Set up a policy to push the 10.13.5 update, uploaded the combo .pkg file to our repo so jamf can just prompt the user for its install without bothering them with the App Store process. But some of my test users reported that they already had the 10.13.5 update applied and were still getting the prompt. But I made sure to restrict the policy by telling jamf to only offer it to computers that the App Store flag as needing it. Suggestions?
I would set up a smart computer group with the criteria 'Operation System Version', operator 'less than' and value '10.13.5'.
You can limit the 10.13.5 combo patch to specific computer groups and select the one you've just created. Jamf won't bother anyone that's already had the update then.

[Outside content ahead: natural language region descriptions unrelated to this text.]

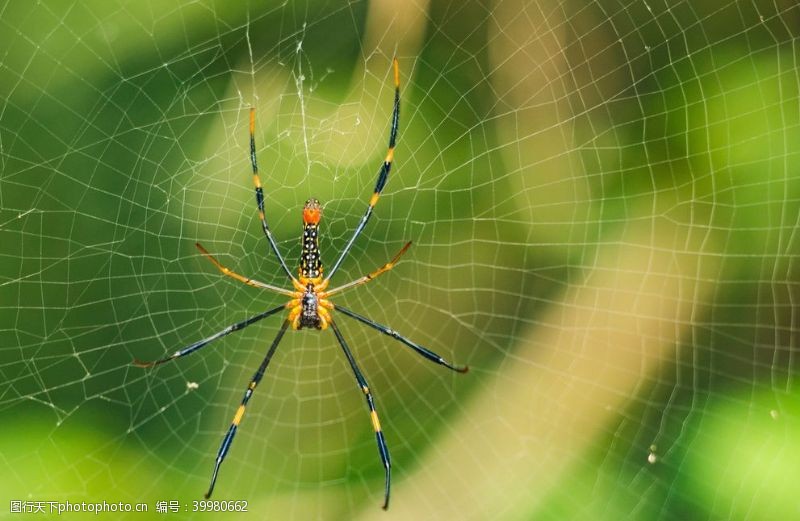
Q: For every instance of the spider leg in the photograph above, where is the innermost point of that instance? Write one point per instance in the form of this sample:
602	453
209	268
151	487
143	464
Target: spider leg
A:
197	345
383	174
241	278
427	353
366	278
226	442
260	195
376	424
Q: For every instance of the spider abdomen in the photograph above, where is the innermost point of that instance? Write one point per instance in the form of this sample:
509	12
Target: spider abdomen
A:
310	263
309	314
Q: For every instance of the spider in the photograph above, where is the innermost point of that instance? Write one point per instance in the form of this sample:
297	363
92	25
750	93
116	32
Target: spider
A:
309	306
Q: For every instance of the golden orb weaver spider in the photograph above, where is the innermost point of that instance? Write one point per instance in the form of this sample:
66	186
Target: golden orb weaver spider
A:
309	306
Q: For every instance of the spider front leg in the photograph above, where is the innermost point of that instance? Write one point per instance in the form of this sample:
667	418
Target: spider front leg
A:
383	450
226	442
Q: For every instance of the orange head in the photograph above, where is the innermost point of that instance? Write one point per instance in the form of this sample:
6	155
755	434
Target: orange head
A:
312	212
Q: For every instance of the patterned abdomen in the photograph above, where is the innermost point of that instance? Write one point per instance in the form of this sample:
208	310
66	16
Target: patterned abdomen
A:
310	264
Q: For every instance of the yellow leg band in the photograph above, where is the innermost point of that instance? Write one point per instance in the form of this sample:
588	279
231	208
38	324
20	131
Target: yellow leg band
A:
239	414
376	424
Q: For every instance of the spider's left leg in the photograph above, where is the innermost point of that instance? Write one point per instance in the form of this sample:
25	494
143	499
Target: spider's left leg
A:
368	277
226	442
376	424
427	353
383	174
260	195
204	342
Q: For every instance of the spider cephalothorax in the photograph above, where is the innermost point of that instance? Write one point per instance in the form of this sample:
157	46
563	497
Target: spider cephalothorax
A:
309	306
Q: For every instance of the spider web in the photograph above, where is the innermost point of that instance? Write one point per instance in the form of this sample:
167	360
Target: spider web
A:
603	200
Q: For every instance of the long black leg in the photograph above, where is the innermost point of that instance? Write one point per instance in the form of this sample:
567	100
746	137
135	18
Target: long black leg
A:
226	442
260	195
197	345
383	174
376	424
427	353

For us that isn't an option @davidacland but trust me I wish it were the case. In any event I think I've locked down one issue. At some point our users were told to update their macOS via the App Store and for whatever reason the computer didn't check back in with JSS to report its version. I've identified at least three computers running 10.13.5 that JSS thinks they have various flavors of 10.12. What is confusing is the JSS is set to have computers report in every 15 min. Ideas?
In general, I recommend you get used to "control scripts" to manage deployments so you can add some logic to them. Installing packages without validating they are needed or installable leads to all kinds of potential issues.
You'd do this by having two policies: one policy which runs the control script, and then that control script runs a policy with an event trigger once it determines the installation is appropriate for that system. Relying on inventory data works most of the time but there are exceptions for timing (since inventory data is not live) and recon failures.
You can probably skip the —install part and just use the inventory collection settings in Jamf to include available software updates (its off by default).
You can then see what updates will be applied in the computers inventory.
I’d only use —list on one Mac running 10.11 to reassure yourself that it isn’t going to upgrade to a newer major macOS release.